DNA methylation was measured using the Infinium HumanMethylation450 Beadchip (Illumina, San Diego, CA), with 485,000 CpG sites across the genome examined. Most pre-process and quality control steps were conducted by Minfi package (v1.19.14)41. We corrected the raw signal intensities according to the background intensity and then removed probes with a P-value >0.01 in any samples. We further removed probes targeting SNPs and probes that contained a SNP within the probe or within 1 base pair to the probe (MAF>0.01 according to dbSNP137). The process yielded 418,329 probes for analysis. One subject was excluded after principal component analysis showed they were not within ±3 standard deviations from the mean of a PC1, PC2, and PC3. The proportion of methylation at each CpG site was taken as the beta value, which was calculated from the intensities of the methylated (m) and unmethylated (u) probes [β = m/(m+u+100)]. Beta-mixture quantile normalization was performed using RnBeads package (v0.99.19)51 to adjust for type 2 bias. In addition, the bisulfite conversion efficiency was estimated by the bisulfite conversion control probes according to the Illumina guidelines. The annotation data were acquired from Bioconductor package IlluminaHumanMethylation450kanno.ilmn12.hg19 (v0.2.1).
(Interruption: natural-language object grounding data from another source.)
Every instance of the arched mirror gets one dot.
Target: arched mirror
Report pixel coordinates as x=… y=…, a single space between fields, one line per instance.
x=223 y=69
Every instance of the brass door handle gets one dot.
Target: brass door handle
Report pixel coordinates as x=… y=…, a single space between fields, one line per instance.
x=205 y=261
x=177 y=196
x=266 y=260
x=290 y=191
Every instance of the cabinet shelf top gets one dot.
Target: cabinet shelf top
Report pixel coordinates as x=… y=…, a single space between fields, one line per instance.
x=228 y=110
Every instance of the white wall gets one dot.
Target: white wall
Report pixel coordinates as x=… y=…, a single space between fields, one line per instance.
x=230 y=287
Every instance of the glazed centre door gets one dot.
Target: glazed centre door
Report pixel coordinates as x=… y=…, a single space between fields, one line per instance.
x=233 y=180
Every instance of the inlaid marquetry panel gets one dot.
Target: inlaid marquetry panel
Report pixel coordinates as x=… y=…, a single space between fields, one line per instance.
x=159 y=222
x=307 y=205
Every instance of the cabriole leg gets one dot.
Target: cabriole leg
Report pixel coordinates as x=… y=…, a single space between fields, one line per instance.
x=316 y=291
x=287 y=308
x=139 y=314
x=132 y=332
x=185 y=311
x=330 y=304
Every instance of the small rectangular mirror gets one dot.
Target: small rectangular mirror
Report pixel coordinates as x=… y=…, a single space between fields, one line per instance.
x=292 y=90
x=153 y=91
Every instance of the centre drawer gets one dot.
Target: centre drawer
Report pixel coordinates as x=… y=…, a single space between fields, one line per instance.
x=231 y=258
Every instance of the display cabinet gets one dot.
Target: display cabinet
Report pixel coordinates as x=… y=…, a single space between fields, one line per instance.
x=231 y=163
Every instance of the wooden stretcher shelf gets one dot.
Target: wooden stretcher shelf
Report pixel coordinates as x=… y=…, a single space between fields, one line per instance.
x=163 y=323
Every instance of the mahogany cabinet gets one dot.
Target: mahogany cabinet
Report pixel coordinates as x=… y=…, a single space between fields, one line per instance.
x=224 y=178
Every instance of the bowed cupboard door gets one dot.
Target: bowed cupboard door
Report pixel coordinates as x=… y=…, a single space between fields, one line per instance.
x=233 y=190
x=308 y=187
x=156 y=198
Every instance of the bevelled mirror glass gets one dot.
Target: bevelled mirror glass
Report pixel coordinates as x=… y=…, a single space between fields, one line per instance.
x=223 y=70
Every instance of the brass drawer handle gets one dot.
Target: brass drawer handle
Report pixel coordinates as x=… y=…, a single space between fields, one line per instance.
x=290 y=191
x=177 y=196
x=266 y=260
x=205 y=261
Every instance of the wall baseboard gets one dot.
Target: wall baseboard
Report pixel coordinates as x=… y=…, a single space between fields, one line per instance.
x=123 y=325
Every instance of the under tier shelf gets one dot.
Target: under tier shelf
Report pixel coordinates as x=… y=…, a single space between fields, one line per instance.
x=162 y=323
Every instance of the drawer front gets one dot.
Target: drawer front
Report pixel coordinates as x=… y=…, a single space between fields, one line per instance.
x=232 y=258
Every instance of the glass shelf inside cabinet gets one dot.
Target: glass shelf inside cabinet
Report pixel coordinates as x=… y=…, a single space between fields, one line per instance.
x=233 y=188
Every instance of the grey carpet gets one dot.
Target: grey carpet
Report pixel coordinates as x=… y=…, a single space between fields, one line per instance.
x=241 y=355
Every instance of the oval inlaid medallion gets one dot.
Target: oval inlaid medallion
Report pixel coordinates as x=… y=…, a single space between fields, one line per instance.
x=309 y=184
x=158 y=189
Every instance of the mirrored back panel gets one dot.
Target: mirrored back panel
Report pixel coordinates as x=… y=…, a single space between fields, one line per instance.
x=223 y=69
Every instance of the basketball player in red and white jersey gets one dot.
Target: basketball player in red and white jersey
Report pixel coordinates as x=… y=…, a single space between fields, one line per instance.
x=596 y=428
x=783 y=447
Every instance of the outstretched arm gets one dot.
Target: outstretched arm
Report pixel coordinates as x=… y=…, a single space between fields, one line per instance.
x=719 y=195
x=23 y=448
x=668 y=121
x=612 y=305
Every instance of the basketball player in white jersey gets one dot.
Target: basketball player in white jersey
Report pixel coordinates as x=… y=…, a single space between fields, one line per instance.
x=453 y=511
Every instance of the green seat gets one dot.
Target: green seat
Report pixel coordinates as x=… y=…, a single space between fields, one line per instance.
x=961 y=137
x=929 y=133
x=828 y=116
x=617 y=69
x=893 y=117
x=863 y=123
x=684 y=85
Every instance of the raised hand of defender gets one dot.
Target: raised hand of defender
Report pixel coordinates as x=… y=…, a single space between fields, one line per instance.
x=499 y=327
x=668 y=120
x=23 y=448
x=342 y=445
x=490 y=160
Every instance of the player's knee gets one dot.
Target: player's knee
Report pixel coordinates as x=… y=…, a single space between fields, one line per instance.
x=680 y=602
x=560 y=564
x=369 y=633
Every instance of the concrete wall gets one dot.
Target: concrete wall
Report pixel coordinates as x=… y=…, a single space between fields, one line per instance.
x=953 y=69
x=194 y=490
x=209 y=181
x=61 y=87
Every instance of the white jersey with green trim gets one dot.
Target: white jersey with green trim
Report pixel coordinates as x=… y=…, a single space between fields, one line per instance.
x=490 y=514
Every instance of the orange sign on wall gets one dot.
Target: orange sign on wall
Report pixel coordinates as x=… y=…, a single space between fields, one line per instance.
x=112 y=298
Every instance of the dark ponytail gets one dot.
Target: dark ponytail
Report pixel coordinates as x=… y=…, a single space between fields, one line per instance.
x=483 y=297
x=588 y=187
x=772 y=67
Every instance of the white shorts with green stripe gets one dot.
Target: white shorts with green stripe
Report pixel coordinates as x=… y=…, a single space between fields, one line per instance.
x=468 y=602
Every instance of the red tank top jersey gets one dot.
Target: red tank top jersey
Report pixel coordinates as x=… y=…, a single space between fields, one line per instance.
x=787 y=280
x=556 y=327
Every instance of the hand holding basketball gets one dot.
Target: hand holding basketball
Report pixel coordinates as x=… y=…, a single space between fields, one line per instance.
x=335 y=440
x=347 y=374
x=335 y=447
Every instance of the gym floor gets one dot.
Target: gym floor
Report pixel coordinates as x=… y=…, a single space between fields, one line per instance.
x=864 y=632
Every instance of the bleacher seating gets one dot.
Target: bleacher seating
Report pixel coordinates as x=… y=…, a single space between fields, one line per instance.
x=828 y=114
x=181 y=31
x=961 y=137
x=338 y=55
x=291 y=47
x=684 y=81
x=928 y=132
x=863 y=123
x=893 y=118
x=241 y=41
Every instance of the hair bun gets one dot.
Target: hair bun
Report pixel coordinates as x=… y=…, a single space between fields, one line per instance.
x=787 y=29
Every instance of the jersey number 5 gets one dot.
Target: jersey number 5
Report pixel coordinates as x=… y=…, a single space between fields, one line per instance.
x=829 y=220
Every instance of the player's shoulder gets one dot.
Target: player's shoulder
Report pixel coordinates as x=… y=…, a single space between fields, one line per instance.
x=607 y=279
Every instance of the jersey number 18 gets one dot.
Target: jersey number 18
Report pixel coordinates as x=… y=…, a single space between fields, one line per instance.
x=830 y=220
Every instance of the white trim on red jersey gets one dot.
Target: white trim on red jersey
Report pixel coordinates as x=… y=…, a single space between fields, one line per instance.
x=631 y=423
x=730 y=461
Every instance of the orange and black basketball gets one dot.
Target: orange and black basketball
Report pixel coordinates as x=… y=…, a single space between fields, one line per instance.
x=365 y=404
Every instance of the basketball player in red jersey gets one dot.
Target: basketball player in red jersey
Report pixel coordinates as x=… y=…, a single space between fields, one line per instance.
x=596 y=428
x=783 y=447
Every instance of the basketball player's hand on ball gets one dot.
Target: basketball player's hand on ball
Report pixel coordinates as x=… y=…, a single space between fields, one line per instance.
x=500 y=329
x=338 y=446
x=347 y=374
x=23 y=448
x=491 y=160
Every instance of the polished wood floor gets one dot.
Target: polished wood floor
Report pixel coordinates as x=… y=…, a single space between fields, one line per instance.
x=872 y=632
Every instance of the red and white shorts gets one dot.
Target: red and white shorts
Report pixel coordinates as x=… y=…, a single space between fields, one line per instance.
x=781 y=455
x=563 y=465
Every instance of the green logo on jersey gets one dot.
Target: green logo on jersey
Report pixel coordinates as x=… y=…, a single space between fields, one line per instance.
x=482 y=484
Statistical analyses of kidney DNA methylation and fibrosis

Multiple linear regression was used to assess the relationship between methylation and either eGFR or percent renal fibrosis at baseline. Beta value was transformed to M (M = log2[beta/(1-beta)]), and M was taken as the dependent variable while eGFR or fibrosis were the independent variables; covariates included age, sex, race, DM type, HTN type, batch, and conversion efficiency.

Data availability

TFBS chromatin immunoprecipitation-sequencing data (161 TFBS in 91 human cell types) was acquired from ENCODE project TFBS clusters, which included 690 datasets that passed quality assessment through the ENCODE March 2012 data freeze (http://hgdownload.cse.ucsc.edu/goldenpath/hg19/encodeDCC/wgEncodeRegTfbsClustered/). The eight individual renal tracks, which were part of the clustered file, were accessed at the ENCODE Uniform Peaks page (http://genome.ucsc.edu/cgi-bin/hgTrackUi?db=hg19&g=wgEncodeAwgTfbsUniform). The GEO accession numbers for the three histone modification tracks from adult kidney were GSM670025 (H3K4me1), GSM621648 (H3K4me3), and GSM1112806 (H3K27ac). The summary statistics from the meta-analysis of the ARIC and FHS studies have been submitted to dbGaP accession phs000930 and can be requested from there. Additional data and programming code that support the findings of this study are available from the authors upon request.